« Orphée dans l’enfer libéral » de Thierry Santurenne

« Orphée dans l’enfer libéral » de Thierry Santurenne
« Orphée dans l’enfer libéral » de Thierry Santurenne

« L’art lyrique pour comprendre le monde contemporain », dit le sous-titre : l’auteur montre comment l’opéra du XXe siècle résonne avec des préoccupations toujours actuelles.
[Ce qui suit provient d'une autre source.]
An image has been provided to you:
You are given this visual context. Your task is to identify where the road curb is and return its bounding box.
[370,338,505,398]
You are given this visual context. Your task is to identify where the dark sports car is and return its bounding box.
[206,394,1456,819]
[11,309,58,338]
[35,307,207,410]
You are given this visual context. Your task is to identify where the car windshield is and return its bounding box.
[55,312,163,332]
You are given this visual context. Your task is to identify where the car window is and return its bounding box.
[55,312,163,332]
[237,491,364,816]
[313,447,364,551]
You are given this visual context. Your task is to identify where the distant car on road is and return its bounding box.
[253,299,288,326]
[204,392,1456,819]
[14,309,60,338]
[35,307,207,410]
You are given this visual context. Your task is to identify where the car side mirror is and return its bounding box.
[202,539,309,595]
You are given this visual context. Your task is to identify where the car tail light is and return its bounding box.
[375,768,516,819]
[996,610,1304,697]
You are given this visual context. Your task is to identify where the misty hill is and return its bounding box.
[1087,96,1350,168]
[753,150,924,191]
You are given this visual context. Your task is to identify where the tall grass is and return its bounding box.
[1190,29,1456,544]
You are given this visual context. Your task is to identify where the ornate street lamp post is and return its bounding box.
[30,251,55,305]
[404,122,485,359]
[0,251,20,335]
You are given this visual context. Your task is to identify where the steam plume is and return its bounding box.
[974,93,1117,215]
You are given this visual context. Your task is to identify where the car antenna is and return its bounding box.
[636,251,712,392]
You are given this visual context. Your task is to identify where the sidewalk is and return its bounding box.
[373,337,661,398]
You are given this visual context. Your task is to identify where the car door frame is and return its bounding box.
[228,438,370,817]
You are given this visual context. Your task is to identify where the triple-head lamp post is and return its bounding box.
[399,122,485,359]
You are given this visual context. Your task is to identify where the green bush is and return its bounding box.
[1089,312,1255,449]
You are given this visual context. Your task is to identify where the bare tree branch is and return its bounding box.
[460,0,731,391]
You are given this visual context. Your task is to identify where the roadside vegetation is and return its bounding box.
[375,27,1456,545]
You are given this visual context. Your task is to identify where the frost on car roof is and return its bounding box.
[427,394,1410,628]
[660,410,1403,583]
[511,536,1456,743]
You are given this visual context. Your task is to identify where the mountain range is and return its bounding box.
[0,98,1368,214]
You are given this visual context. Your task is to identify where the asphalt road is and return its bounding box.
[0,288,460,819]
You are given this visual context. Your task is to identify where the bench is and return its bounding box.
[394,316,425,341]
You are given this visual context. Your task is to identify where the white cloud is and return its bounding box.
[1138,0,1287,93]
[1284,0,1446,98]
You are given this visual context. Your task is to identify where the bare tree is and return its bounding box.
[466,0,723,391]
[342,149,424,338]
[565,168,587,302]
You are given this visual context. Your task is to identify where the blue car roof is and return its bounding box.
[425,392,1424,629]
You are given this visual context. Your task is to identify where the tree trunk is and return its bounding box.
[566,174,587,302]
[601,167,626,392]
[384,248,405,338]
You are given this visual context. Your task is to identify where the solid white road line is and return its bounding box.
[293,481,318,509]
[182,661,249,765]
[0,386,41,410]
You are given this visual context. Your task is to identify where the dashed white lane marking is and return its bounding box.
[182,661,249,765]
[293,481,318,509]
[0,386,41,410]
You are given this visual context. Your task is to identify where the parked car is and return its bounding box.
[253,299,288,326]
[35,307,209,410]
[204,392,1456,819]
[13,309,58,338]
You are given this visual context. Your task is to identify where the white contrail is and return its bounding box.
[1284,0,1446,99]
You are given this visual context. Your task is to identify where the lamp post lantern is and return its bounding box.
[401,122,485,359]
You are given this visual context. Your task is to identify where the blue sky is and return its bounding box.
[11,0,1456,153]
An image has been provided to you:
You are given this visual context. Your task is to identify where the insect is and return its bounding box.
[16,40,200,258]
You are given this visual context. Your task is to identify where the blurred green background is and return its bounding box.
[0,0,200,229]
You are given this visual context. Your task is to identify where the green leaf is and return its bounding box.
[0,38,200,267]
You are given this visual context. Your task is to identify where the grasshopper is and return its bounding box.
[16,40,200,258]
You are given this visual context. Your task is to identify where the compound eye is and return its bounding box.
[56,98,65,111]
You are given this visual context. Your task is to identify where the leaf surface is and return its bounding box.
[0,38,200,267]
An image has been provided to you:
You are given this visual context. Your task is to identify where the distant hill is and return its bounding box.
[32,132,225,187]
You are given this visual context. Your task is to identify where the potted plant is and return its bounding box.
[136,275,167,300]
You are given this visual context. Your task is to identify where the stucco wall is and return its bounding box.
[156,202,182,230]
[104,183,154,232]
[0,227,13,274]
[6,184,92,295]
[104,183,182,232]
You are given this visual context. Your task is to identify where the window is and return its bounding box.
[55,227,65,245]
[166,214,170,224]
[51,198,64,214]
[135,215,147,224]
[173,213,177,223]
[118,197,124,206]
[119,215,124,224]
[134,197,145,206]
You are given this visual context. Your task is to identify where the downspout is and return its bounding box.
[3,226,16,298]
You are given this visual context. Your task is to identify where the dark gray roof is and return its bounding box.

Agrégé de lettres, docteur en littérature française et comparée, Thierry Santurenne est décédé subitement avant la sortie de son dernier ouvrage. Le tragique de la situation contraste avec le savoir joyeux qui parcourt ce livre signé par un érudit amateur de choses lyriques, ancien collaborateur de L’Opéra Avant-Scène à laquelle nous devons déjà deux tentatives, L’Opéra des romanciers (2007) et Robert Carsen, l’opéra charnel (2016). Son titre, Orphée dans les enfers libérauxest énigmatique mais une clé est donnée : en un peu plus de quatre cents pages, l’auteur plonge l’opéra moderne dans « l’enfer du postmodernisme », ce néolibéralisme (culturel du moins) qu’il abhorre clairement.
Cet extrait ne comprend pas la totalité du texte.